Interestingly, a timeline in the report supplied by CMS showed that final testing already was planned for September 2013. The GAO report was published in June. At least by June, then, CMS, knew that only a small time could be allotted for testing.
Admittedly, the whole project was wrapped up in politics. Perhaps it just wasn’t seen as feasible that the launch of the Website could be delayed until it was ready to roll, even though people were aware that it might not work on time. But what could have been done? Clay Shirkey, writing in The Guardian, had a suggestion:
“The lesson from this launch isn’t just about technological management; it’s about the ability of officials to re3ceive and act on bad news – surely a core function. Before Obama’s remarks on launch day, someone should have said, ‘Hey, chief, say it’s a soft launch, or the first day of public testing. Say we need feedback, or that we’re going to fine-tune it. Say anything but, “Come and get it.”’ That, of course, didn’t happen.”

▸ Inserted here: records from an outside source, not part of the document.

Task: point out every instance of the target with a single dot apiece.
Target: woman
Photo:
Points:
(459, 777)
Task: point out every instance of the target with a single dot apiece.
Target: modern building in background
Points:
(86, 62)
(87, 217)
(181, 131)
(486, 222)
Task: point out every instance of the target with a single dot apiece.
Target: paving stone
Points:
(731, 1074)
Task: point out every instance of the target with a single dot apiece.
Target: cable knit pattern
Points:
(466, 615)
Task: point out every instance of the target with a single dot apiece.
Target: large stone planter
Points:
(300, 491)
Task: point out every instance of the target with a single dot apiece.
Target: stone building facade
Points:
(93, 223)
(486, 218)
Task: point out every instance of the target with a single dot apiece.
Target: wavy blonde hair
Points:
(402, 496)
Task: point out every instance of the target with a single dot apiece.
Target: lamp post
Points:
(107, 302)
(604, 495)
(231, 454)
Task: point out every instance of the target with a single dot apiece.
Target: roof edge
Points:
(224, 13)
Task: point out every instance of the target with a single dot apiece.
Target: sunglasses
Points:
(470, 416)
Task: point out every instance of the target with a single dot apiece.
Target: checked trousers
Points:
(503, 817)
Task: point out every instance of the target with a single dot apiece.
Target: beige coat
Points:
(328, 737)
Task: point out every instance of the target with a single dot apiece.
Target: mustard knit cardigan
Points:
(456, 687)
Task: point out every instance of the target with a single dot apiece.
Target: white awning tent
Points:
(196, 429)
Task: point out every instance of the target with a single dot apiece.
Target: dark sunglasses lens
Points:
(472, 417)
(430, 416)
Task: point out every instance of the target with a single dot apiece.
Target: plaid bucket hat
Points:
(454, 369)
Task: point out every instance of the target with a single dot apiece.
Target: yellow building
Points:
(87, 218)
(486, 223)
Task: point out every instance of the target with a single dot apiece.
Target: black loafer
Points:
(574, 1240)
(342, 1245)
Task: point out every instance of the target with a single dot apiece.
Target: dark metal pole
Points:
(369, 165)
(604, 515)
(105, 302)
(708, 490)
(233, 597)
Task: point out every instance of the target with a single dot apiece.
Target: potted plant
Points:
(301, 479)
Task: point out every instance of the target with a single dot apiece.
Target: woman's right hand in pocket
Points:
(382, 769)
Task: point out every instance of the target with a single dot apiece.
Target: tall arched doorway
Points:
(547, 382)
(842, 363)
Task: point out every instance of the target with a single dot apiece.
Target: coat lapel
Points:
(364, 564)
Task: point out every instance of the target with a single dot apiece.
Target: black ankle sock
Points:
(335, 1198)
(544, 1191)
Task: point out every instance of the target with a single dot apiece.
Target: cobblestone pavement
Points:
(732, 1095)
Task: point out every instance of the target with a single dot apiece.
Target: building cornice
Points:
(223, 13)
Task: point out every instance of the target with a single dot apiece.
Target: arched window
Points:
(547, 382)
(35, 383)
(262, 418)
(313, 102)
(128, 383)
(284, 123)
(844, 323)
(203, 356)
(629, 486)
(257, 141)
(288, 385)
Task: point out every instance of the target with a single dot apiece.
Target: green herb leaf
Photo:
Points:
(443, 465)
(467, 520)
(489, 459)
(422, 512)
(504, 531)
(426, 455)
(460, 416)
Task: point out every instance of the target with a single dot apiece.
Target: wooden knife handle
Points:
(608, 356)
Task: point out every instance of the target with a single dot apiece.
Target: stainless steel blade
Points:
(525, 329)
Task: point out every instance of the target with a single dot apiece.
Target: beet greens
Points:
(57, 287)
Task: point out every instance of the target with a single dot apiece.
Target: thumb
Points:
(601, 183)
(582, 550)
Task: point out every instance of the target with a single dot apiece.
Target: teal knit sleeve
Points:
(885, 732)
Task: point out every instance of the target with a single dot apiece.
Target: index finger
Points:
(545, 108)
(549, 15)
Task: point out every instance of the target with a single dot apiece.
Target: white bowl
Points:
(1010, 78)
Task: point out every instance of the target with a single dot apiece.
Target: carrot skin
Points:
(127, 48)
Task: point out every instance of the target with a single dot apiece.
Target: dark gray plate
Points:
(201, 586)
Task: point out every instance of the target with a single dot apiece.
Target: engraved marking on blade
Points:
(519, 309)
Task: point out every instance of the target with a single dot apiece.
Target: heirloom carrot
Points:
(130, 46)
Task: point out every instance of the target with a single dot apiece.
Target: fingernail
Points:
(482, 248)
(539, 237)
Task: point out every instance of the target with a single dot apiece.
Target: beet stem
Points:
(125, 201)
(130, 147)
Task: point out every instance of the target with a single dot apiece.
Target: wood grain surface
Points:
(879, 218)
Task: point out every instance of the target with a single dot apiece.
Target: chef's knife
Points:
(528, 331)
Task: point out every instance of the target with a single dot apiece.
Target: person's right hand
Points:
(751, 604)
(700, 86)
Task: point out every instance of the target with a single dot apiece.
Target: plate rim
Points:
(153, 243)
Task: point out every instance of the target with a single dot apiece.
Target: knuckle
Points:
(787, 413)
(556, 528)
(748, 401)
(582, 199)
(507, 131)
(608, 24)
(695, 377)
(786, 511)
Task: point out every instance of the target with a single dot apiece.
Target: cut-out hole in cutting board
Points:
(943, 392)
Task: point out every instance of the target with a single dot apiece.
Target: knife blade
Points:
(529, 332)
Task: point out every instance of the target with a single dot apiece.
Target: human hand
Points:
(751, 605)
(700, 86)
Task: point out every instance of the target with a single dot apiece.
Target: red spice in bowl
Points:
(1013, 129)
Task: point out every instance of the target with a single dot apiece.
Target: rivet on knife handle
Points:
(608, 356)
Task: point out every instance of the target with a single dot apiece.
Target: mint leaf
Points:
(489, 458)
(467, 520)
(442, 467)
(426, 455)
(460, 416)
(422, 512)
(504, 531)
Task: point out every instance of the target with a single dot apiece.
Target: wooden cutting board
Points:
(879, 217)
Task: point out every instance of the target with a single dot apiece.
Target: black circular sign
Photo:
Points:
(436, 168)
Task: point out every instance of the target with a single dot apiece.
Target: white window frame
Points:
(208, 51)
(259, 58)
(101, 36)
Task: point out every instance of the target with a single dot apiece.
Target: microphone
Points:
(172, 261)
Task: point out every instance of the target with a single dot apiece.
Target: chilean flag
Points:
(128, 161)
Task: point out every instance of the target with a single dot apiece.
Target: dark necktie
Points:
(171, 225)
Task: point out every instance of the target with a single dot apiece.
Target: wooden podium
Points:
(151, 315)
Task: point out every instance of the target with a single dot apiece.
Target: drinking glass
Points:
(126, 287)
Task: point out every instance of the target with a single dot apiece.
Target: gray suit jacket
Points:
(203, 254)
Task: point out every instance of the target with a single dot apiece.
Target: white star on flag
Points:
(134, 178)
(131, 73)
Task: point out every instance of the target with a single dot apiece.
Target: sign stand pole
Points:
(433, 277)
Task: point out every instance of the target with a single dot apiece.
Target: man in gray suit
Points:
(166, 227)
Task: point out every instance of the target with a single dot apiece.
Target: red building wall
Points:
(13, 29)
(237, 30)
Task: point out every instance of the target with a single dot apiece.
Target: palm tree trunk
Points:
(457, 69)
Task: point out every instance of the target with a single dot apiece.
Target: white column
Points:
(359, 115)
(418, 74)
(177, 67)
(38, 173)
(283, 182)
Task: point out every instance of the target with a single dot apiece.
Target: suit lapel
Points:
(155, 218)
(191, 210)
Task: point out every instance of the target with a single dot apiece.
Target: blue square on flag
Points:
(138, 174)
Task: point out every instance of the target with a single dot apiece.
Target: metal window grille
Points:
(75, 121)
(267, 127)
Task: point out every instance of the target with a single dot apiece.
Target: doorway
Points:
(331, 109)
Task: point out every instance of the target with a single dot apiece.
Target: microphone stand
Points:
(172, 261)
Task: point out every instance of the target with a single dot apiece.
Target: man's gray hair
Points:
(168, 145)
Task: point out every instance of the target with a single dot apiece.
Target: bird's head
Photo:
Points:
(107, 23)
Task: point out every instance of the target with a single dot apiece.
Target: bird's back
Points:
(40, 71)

Follow Appropriate Project Management Procedures
So many other things may have been wrong. Apparently, coordination among the literally dozens of contractors working on the project was inferior. The CMS apparently had no project management experience for a project of this scale in house. One of the contractors, CGI, apparently had a record of failure on at least two similar projects. The system’s functioning was dependent on getting information from States that refused to run their own exchanges. The cup of criticism runs over.
At the end, it may not be what we’ve heard but what we’ve not heard that matters. Has anybody talked about their project management methodology? Has anybody from the project actually shown us the timelines and how they changed? ITIL, the IT management system, is often criticized for being too big, expensive and demanding. But not for a project like this.
For us, people not spending hundreds of millions of dollars on an IT project, these lessons still apply. I’ve certainly seen foundations where program areas have hired outside developers to build custom software, and I’ve seen those projects go astray, for similar, even if smaller, reasons. Somehow, every one of these projects needs solid project management.